Amador Martin-Pizarro — Model theory, differential algebra and functional transcendence , after Freitag, Jaoui, and Moosa

IHP - Bâtiment Borel
Amphithéâtre Charles Hermite

A fundamental problem in the study of algebraic differential equations is determining the possible algebraic relations among different solutions of a given differential equation. Freitag and Jaoui together with Marker and Nagloo established transcendence results for the solutions of differential equations of Liénard type, generalizing existing work by Poizat. They noticed that, given any finite collection of pairwise distinct (non-trivial) solutions to the Poizat equation, a differential equation of Liénard type over the constants of order 2, the solutions and their first derivatives are algebraically independent, that is, they satisfy no non-trivial algebraic relation. There are two steps for this: for Poizat’s equation, an algebraic dependence between finitely many solutions and their first derivatives arises from a certain algebraic dependence between two of them. Now, Poizat’s equation has the D2 property, meaning that given two distinct solutions, there is no non-trivial algebraic dependence between the solutions and their first derivatives.

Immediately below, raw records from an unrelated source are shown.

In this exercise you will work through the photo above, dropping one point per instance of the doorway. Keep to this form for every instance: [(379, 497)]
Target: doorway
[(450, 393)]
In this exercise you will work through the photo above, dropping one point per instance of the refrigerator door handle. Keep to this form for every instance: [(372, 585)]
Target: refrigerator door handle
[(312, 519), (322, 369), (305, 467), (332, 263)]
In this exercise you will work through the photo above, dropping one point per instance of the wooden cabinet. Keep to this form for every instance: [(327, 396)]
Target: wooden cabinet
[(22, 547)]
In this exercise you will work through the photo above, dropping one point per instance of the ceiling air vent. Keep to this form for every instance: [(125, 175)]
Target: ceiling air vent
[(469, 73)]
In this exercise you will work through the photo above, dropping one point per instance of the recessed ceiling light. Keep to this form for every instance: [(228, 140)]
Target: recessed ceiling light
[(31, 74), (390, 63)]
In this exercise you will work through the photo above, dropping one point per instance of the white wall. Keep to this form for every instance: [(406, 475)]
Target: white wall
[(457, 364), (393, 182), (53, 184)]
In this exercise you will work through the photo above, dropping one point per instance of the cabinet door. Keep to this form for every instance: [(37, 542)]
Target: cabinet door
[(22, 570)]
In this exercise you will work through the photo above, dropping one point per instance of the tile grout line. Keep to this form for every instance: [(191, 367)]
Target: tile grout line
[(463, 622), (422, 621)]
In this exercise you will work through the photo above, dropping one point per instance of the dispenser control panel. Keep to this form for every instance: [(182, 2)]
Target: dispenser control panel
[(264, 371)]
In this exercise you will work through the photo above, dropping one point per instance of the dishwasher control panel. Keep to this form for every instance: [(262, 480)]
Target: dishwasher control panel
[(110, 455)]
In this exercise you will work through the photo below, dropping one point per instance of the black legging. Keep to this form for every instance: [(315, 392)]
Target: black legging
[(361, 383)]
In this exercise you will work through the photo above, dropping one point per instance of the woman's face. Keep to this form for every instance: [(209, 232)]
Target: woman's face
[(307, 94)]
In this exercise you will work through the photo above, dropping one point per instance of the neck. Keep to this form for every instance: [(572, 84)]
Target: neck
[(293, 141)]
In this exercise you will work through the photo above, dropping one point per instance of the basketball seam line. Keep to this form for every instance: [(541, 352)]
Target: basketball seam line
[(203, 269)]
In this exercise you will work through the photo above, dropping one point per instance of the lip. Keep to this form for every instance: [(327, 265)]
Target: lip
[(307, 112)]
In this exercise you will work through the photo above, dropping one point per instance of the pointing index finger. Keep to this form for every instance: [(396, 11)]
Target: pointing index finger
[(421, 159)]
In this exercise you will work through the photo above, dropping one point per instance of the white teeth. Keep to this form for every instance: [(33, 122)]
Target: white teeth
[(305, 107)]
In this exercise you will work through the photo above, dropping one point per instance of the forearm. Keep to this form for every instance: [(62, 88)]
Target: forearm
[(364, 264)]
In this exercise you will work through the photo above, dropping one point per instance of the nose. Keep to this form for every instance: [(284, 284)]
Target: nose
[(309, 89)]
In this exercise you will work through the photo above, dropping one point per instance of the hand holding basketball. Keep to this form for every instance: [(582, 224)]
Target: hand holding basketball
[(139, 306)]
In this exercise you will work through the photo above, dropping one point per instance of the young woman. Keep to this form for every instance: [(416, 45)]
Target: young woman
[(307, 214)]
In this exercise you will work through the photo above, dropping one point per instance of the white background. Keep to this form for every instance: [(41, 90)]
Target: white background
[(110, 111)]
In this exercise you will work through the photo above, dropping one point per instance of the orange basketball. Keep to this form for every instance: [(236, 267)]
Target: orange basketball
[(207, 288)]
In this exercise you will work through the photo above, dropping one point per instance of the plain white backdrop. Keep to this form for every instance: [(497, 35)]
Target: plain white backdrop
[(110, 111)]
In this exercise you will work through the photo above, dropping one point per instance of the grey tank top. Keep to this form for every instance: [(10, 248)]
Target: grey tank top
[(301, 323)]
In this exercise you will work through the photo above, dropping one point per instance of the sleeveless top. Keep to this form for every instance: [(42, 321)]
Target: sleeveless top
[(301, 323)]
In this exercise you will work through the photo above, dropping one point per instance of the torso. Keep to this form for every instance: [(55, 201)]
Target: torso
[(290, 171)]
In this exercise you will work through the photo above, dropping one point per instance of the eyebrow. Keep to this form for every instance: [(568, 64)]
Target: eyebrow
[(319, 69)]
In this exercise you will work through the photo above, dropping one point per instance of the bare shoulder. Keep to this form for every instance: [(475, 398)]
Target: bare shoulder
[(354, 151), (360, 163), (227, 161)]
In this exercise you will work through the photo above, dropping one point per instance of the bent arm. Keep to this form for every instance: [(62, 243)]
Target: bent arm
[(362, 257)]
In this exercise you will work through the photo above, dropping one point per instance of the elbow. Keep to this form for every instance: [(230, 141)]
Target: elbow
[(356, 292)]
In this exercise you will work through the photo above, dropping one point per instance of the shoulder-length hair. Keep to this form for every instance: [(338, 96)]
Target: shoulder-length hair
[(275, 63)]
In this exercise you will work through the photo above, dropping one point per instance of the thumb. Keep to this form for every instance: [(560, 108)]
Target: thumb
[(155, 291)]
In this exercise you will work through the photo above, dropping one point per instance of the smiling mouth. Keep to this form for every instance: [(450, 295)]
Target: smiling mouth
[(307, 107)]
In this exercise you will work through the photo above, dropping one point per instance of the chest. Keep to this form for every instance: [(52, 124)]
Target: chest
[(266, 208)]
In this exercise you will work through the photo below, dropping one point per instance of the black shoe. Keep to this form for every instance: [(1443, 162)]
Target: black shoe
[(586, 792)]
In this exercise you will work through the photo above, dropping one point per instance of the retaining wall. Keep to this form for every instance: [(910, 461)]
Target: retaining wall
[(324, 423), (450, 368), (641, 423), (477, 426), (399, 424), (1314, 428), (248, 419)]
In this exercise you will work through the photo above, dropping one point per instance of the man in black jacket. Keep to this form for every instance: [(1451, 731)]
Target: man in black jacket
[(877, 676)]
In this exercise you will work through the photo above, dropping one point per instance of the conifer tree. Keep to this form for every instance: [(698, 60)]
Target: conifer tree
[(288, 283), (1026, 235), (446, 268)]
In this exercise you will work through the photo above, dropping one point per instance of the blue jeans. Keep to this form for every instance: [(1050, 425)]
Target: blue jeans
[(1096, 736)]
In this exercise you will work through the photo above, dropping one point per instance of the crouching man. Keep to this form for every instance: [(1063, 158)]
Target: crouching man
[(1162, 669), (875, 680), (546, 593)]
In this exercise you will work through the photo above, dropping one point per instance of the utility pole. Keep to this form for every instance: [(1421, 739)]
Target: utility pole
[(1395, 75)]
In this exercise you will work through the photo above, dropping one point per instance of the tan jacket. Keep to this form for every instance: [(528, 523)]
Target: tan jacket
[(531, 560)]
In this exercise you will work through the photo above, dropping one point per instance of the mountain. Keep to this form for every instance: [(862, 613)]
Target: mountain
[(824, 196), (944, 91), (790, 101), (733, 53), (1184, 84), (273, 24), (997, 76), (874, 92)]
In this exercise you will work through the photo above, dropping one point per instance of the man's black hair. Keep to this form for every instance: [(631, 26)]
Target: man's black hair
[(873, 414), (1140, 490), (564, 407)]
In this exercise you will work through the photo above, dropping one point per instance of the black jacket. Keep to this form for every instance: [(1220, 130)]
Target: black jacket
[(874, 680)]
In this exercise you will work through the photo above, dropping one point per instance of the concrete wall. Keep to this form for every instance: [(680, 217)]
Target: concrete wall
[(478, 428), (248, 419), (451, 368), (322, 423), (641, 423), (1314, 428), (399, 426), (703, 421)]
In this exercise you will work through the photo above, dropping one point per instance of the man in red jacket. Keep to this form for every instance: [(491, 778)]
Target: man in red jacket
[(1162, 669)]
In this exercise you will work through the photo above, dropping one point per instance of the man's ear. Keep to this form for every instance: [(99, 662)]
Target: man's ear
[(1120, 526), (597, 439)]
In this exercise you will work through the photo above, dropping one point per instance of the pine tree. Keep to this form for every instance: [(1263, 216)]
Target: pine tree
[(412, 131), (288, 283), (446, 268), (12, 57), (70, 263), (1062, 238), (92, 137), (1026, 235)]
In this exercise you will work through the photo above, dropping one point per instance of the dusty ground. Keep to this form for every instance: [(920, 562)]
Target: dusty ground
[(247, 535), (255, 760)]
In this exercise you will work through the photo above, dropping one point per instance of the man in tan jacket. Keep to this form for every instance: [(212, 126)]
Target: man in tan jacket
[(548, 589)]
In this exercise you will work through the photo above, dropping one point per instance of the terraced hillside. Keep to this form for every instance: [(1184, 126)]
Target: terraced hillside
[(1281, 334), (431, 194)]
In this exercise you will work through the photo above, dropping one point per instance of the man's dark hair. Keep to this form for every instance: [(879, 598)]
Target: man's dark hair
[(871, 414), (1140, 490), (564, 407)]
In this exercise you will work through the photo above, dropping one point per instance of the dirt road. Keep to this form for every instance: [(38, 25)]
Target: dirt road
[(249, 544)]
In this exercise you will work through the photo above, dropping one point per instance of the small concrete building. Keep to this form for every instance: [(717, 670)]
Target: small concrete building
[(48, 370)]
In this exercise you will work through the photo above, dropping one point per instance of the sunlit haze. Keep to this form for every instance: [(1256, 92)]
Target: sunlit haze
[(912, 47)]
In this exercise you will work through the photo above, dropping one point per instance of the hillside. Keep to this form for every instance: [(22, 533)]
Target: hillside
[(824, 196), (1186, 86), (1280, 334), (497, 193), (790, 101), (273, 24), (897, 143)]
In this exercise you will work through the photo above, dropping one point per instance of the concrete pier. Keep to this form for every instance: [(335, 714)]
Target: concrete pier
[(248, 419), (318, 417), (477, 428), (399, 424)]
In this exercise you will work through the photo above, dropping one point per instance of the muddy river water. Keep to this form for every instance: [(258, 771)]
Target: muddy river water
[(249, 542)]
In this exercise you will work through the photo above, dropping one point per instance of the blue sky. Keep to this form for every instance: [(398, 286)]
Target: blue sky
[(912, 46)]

Poizat’s equation is actually strongly minimal, that is, irreducible of (Morley) rank 1, a fundamental notion in model theory which allows model theorists to analyse the geometric behaviour of algebraic differential equations in terms of the strongly minimal ones as the building blocks. The trichotomy theorem of Hrushovski and Sokolović for differentialy closed fields of characteristic 0 implies that, if a strongly minimal differential equation of order n defined over the constants has property D2, then any finite set collection of pairwise distinct solutions together with their derivatives up to order n-1 are algebraically independent. Not every strongly minimal differential equation defined over the constants has property D2. For example, the j-invariant function, which encodes the isomorphism classes of elliptic curves over the complex numbers, is a solution of a differential equation defined over the constants expressed in terms of the schwarzian derivative. Freitag and Scanlon showed that this equation is strongly minimal, using Pila’s modular Ax-Schanuel, yet it does not have property D2, witnessed indeed by the modular relations given by Hecke correspondences.

Now, showing strong minimality for a differential equation is far from obvious, for it already requires a good understanding of the relations between its solutions. Freitag, Jaoui and Moosa have generalised in recent work the above for any differential equation given by an irreducible differential polynomial of order n defined over the constants, regardless of whether the equation is strongly minimal. That is, they show that, if the equation has property D2, any finite collection of pairwise distinct solutions together with their derivatives up to order n-1 are algebraically independent. Their proof is extremely elegant and short, yet it uses in a clever way fundamental results of the model theory of differentially closed fields of characteristic 0. The goal of this talk is to introduce the model-theoretic tools at the core of the proof of Freitag, Jaoui and Moosa, without assuming a deep knowledge in (geometric) model theory (but some familiarity with basic notions in algebraic geometry).